Speaker
Description
Coupling single quantum emitters such as atoms and quantum dots (QDs) to structured photonic reservoir structures is usually assumed to depend on the local density of photon states (LDOS). However, in nanophotonic cavity structures, there is a much richer coupling that can take place - in particular, by controlling the anisotropic vacuum. Photonic crystal waveguides, for example, are periodic semiconductors for light that can control and mold the flow of photons in ways that are not possible in conventional optical structures.
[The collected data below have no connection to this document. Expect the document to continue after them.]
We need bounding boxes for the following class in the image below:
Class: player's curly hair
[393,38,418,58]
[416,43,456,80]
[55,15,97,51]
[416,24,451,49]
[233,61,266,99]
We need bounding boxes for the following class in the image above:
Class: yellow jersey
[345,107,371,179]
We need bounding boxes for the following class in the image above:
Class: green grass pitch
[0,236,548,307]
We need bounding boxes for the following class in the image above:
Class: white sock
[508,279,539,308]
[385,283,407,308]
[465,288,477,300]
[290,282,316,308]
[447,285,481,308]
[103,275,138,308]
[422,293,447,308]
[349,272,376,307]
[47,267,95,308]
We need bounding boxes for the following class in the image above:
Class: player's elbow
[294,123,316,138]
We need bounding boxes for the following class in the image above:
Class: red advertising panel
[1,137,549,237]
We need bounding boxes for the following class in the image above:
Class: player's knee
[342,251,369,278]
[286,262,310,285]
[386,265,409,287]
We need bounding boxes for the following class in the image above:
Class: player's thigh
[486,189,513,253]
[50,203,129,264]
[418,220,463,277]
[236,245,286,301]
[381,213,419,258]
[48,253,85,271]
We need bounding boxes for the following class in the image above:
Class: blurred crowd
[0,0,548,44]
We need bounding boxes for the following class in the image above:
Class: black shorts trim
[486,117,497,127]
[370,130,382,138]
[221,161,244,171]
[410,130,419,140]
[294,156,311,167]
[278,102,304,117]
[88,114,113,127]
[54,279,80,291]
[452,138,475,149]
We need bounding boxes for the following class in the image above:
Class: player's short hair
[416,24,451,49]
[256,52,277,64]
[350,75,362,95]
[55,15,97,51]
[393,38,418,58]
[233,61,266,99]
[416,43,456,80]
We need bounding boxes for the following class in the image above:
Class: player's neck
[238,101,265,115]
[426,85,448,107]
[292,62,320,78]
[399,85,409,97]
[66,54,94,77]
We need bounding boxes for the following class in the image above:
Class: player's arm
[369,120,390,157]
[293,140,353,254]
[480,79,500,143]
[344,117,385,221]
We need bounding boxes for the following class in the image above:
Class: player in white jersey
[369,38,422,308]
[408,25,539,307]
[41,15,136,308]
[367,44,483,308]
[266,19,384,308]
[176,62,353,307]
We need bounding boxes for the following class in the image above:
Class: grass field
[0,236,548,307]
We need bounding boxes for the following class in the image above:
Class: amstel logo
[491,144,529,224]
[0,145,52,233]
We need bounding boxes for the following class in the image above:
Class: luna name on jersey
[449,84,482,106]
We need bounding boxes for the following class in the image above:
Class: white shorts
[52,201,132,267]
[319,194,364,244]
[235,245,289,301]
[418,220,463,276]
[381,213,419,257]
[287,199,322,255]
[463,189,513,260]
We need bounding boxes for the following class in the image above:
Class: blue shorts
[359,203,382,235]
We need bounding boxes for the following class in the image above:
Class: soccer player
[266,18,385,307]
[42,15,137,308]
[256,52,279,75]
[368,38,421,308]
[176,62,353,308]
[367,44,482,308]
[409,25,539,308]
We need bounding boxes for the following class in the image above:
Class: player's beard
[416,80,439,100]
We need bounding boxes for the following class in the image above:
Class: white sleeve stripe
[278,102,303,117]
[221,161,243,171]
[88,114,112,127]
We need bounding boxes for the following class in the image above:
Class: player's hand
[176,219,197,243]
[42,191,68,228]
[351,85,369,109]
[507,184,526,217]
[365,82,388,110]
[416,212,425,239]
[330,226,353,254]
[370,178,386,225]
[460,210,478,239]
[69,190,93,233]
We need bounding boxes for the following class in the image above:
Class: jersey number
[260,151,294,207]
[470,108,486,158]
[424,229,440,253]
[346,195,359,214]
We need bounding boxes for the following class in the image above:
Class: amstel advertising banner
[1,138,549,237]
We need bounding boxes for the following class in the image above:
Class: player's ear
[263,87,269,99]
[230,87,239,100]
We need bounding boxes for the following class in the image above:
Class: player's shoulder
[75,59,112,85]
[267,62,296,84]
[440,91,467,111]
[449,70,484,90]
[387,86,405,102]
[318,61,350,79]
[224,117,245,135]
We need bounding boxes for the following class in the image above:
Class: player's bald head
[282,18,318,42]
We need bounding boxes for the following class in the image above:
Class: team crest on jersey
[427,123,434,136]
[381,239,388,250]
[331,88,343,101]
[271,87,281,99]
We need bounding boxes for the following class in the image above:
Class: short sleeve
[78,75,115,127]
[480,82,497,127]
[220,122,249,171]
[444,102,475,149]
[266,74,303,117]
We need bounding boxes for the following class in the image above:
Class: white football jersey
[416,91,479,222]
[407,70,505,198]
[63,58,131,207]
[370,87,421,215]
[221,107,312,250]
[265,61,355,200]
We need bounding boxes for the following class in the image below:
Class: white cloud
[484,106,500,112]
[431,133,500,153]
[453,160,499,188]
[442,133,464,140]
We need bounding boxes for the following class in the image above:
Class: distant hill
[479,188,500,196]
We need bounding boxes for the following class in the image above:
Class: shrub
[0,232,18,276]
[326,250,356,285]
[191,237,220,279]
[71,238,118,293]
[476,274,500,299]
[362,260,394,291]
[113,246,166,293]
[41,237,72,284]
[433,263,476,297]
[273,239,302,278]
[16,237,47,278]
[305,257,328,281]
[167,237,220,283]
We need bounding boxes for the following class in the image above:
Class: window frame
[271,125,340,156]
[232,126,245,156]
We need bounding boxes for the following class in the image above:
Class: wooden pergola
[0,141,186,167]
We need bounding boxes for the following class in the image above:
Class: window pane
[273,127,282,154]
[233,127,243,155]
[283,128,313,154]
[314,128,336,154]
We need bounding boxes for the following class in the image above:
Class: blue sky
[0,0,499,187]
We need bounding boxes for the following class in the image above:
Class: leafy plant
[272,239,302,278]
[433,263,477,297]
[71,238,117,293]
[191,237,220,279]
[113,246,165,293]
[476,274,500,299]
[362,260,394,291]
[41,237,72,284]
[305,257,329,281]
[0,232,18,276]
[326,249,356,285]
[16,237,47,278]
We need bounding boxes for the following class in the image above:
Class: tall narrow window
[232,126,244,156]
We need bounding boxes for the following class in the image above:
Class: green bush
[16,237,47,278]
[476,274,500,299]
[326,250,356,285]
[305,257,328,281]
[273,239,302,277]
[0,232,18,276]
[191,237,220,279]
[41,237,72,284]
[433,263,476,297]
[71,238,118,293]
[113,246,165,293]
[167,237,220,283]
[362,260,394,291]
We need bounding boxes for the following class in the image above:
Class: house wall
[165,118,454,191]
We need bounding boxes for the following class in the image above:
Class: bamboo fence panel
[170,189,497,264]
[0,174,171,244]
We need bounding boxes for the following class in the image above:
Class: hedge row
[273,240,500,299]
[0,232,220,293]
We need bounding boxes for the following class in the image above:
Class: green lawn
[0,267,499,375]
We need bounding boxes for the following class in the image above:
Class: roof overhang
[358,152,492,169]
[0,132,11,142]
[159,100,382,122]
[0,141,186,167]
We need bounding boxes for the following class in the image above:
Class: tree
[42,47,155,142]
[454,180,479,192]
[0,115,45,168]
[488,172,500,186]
This talk will first introduce the motivation and theory of light-matter interactions and quantum
optics control that is possible in slow-light photonic crystal waveguides, with a focus on hybrid
QD (artificial atom) photonic-crystal systems. I will discuss the underlying physics of enhanced
light-matter interactions and light propagation in these open cavity structures, and give examples
where one can controllably emit single photons on a chip and create spin photon entanglers using
the remarkable chiral properties of the nanoconfined light fields [1]. I will show why one needs
more than just the LDOS to describe light-dipole interactions, and demonstrate a drastic
failure of semiclassical theory for light propagation even at the level of a single quantum excitation. Second, I will show how one can exploit anisotropy-induced quantum interference [2] to eliminate single photon spontaneous emission and create population trapping between orthogonal QD exciton states in photonic crystal waveguides and microcavity systems.
[1] A. B. Young, A. Thijssen, D. M. Beggs, P. Androvitsaneas, L. Kuipers, J. G. Rarity, S.
Hughes, and R. Oulton, Polarization engineering in photonic crystal waveguides for spin-photon entanglers, Phys. Rev. Lett. 115, 153901 (2015).
[2] S. Hughes and G. S. Agarwal, Anisotropy-induced quantum interference and population trapping between orthogonal quantum dot exciton states in semiconductor cavity systems, Phys. Rev. Lett. 118, 063601 (2017).